Swiss banks are not using hiring algorithms
Similarly, the Swiss bank UBS told AlgorithmWatch that, while it does not use AI-components in recruiting processes, even if the software UBS uses has these components available. Like many other businesses, UBS uses CV-matching tools, where resumes are scanned for words that match the descriptions in the job profile. For on-demand interviews, UBS uses the software Modern Hire.
Modern Hire’s software offers clients the option of using voice recognition, to automatically evaluate a candidate’s responses against a job’s requirements. When asked how Modern Hire guarantees that their AI doesn’t learn any biases, the company writes:
“Some types of AI update scoring constantly as more data flows through, but Modern Hire AI does not 'learn' once it is deployed for use in the hiring process. As a result, it cannot learn biases. Our algorithms are developed using large samples of data and tested to ensure they do not contain bias prior to being used for candidate decisions. Additionally, Modern Hire takes a Glass Box approach to be transparent and help recruiters and TA leaders understand what is going on. Our team of scientists understands what’s going into the box to begin with because we’ve designed it that way. So when we do automatic scoring of our interviews, we can tell candidates what we are doing. The Modern Hire platform does not use facial recognition or look at the candidate’s image or listen to the candidate’s voice. Instead, we’re focused on the content of the candidate’s response.”
Similarly, Credit Suisse bank told AlgorithmWatch that they are not yet using AI in their hiring procedures. The company claims to use HireVue for “on-demand” videos, but without any AI-components.
Educational institutes are unprepared
Based on AlgorithmWatch’s conversations with various Swiss companies, it appears that many are watching developments and innovations in the field of hiring algorithms with interest. But how does this affect how recruiters in Switzerland are preparing for job interviews?
Marcel Hinder, the principal of the AKAD Adult College Group in Zürich, says that various vocational training programs are not yet adapted to the possibility of ADM-Systems being used in recruitment. “In this area, our teachers are also still too insecure,” he says. In contrast, the University of Applied Sciences in Business Administration Zurich (HWZ) is offering a whole course with the name “digitalization in human resource management.” The course directors did not want to comment.

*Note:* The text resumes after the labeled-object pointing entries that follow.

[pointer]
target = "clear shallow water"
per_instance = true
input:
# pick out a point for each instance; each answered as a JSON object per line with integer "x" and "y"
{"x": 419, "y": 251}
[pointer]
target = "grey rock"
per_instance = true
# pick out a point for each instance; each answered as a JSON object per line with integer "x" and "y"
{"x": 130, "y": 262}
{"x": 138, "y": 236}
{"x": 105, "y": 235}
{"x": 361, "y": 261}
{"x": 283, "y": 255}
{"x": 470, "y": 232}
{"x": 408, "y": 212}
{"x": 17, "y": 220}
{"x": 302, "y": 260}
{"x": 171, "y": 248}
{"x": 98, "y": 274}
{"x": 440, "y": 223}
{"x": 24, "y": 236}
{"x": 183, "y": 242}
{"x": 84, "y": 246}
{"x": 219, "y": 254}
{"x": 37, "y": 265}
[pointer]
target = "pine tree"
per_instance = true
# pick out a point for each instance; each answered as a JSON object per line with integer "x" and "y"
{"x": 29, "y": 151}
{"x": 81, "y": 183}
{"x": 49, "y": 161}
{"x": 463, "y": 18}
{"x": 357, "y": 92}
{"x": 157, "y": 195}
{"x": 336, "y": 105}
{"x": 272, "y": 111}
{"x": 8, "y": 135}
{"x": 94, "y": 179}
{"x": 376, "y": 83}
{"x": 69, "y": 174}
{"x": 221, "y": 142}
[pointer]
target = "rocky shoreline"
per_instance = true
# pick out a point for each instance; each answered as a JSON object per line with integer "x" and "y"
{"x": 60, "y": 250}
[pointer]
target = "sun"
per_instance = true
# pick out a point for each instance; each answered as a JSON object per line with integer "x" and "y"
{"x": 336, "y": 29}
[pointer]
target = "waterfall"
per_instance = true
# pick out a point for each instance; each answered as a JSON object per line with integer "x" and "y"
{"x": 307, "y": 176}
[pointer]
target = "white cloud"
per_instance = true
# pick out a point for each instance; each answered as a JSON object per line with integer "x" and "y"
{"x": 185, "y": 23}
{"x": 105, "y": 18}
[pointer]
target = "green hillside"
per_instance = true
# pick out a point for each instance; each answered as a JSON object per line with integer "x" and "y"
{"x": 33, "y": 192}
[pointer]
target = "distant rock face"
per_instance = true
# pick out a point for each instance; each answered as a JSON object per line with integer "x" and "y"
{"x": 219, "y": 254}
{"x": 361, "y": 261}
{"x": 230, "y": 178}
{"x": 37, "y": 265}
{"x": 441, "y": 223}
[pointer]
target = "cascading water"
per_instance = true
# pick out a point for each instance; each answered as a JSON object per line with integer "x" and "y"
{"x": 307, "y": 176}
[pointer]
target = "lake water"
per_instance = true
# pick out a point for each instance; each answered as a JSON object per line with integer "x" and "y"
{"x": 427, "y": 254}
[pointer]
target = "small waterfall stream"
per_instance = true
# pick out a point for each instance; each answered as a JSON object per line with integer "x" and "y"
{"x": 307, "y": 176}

Hiring algorithms, especially the issues they raise in terms of bias, snake oil, and data protection, will remain a challenge for human resource departments and for government regulators in the coming years. This leaves the question: Do ADM systems in HR only serve a company’s desire for more efficiency and cost-optimization, or can these systems improve their fairness and transparency before they are implemented in Switzerland nationwide?